March 17, 2012
Is this a bug?

	import std.stdio;
	void main() {
		immutable(int)[4] a;
		immutable(int[4]) b;
		writeln(typeid(a));
		writeln(typeid(b));
	}

Output:

	immutable(int[4])
	immutable(int[4])

So there's no tail-const type for static arrays?

More to the point, how should AA's with immutable static array keys be implemented? The current implementation doesn't work at all because the input static array can't be assigned to the Slot (the static array field in Slot is completely immutable, even from the Slot ctor???).


T

-- 
It is widely believed that reinventing the wheel is a waste of time; but I disagree: without wheel reinventers, we would be still be stuck with wooden horse-cart wheels.
March 17, 2012
"H. S. Teoh" <hsteoh@quickfur.ath.cx> wrote in message news:mailman.803.1331956296.4860.digitalmars-d@puremagic.com...
> Is this a bug?
>
> import std.stdio;
> void main() {
> immutable(int)[4] a;
> immutable(int[4]) b;
> writeln(typeid(a));
> writeln(typeid(b));
> }
>
> Output:
>
> immutable(int[4])
> immutable(int[4])
>
> So there's no tail-const type for static arrays?
>
> More to the point, how should AA's with immutable static array keys be implemented?

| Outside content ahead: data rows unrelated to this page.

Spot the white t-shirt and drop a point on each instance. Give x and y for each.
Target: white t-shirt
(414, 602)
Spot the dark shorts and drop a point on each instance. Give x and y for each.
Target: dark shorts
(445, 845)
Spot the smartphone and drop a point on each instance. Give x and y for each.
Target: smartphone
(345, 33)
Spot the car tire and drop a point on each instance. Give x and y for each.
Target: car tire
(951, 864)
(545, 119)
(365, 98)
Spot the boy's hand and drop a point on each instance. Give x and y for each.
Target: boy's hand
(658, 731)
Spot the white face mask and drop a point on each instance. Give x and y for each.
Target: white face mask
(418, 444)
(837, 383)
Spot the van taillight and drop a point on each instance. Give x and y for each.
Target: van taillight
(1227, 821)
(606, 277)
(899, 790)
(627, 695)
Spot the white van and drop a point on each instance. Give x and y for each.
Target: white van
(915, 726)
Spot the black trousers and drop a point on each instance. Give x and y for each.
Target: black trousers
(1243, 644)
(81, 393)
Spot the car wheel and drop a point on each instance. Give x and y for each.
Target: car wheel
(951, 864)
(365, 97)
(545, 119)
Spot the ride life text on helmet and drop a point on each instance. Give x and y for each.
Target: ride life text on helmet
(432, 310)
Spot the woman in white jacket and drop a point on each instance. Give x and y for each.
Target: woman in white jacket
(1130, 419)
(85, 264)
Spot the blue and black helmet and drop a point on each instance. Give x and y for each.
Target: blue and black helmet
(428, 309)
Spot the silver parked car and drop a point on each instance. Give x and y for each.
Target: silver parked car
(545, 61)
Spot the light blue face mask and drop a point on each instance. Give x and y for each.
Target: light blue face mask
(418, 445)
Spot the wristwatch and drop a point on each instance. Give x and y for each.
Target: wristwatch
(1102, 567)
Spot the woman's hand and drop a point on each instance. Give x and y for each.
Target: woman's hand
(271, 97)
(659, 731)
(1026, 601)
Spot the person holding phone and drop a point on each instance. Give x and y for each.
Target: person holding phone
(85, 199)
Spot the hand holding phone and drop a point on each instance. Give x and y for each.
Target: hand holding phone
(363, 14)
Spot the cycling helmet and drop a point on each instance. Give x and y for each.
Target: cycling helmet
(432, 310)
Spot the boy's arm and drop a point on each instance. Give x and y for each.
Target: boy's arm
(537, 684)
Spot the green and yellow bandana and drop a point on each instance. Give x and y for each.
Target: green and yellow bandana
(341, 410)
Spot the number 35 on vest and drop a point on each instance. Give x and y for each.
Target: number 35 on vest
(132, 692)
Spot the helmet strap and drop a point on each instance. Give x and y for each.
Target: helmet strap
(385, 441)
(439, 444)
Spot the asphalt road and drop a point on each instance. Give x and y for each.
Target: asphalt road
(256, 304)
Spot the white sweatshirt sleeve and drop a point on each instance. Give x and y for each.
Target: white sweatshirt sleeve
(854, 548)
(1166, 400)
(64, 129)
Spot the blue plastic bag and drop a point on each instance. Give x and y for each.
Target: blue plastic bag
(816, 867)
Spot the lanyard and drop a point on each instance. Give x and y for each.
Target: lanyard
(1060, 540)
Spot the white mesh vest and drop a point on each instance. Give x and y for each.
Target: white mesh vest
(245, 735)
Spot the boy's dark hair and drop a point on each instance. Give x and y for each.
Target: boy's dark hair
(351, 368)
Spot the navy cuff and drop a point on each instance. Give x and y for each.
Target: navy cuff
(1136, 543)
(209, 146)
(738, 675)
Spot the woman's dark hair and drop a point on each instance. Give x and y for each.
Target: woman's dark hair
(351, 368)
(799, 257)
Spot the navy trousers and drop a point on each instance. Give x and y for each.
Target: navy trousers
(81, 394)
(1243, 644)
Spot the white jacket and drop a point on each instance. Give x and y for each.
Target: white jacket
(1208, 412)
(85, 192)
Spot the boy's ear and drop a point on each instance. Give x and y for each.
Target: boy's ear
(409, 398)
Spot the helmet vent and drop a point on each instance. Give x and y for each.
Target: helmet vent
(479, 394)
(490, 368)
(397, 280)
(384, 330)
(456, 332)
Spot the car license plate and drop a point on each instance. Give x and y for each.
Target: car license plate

The current implementation doesn't work at all because the input static array can't be assigned to the Slot (the static array field in Slot is completely immutable, even from the Slot ctor???).
>
>
> T
>
> -- 
> It is widely believed that reinventing the wheel is a waste of time; but I disagree: without wheel reinventers, we would be still be stuck with wooden horse-cart wheels.

This is correct.  It's the same as for primitive types.  Because they implicitly convert to immutable, AAs should store a mutable copy.  T[N] should be handled almost the same as T.